L’avortement passible de la peine de mort ? C’est ce que rendrait possible une proposition de loi actuellement à l’étude à la chambre des représentants de l’Ohio. Si la loi est promulguée, une femme recourant à une IVG, ainsi que le médecin qui la pratique, pourraient être poursuivis pour meurtre.

« Protéger tous les bébés à naître »

Cette « House Bill 565 » modifierait en Ohio la définition d’une « personne », pour y inclure « tout humain à naître », rendant de fait l’avortement équivalent à un homicide. La proposition ne prévoit d’exception ni pour les grossesses synonymes de menace à la santé de la femme ou du fœtus, ni pour celles résultant d’un viol !

Elle est portée à la chambre des représentants par un groupe d’une vingtaine d’élus et juristes républicains. A sa tête, Ron Hood : « Je pense que la vie commence au moment de la conception. Le but de cette loi est de diffuser et de faire adopter cette vision des choses, ainsi que de protéger tous les bébés à naître de l’Ohio contre l’avortement. »

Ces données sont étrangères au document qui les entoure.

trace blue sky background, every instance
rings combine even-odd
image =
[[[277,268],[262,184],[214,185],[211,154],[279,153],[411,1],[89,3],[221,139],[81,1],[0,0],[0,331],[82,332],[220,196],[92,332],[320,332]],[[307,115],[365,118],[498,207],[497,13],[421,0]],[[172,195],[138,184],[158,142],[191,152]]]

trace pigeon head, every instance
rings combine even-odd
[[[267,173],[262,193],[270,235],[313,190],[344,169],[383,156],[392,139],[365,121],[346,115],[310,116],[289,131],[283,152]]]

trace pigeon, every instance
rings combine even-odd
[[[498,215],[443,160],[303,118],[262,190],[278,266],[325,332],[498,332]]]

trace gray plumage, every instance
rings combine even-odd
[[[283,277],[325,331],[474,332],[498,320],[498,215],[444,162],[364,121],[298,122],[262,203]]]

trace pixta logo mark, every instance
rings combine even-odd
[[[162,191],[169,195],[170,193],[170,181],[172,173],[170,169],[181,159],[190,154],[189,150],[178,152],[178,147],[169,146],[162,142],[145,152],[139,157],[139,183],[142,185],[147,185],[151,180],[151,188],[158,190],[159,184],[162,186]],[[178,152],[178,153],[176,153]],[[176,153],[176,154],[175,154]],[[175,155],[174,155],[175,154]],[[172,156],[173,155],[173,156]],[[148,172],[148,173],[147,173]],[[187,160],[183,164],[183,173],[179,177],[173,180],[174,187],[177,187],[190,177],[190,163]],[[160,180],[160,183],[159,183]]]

Cette proposition a été introduite à la chambre des représentants en mars dernier. Mais elle a récemment bénéficié d’un regain d’attention, d’abord en octobre dernier, au moment de la nomination de Brett Kavanaugh, conservateur et anti-avortement, à la Cour suprême, puis début novembre avec le vote d’un autre projet de loi de restriction d’accès à l’IVG.

La chambre des représentants de l’Ohio s’était alors prononcée en faveur d’une « loi du battement de cœur ».

Ce texte abaisserait drastiquement le délai de recours à l’avortement. Il serait interdit à partir du moment où des battements de cœur sont détectés, ce qui est possible dès la sixième semaine de grossesse. Le projet n’est toutefois pas encore adopté, et a encore pour cela une ribambelle d’étapes à franchir (appui du comité de santé de la chambre des représentants, vote, passage au Sénat, signature du projet par le gouverneur).

Le futur gouverneur prêt à signer

Le gouverneur de l’Ohio, John Kasich, a promis d’y mettre son veto s’il atterrissait sur son bureau. Il achèvera toutefois son mandat non renouvelable en janvier 2019. Son successeur, déjà élu, a d’ores et déjà annoncé qu’il signerait un tel projet s’il lui était présenté…

Si la proposition 565 parvient à son tour à franchir ces étapes, un juge fédéral pourrait encore intervenir à son encontre. C’est ce qu’il s’est passé cette semaine dans le Mississippi. Au printemps dernier, le gouverneur de l’Etat, le républicain Phil Bryant, avait permis l’adoption d’une loi abaissant le délai légal de l’avortement de 20 à 15 semaines, sans exception pour les cas de viol et d’inceste.

Le 21 novembre, le juge Carlton Reeves a fait annuler cette mesure, l’estimant « inconstitutionnelle » et en contradiction avec la jurisprudence de la Cour suprême en la matière.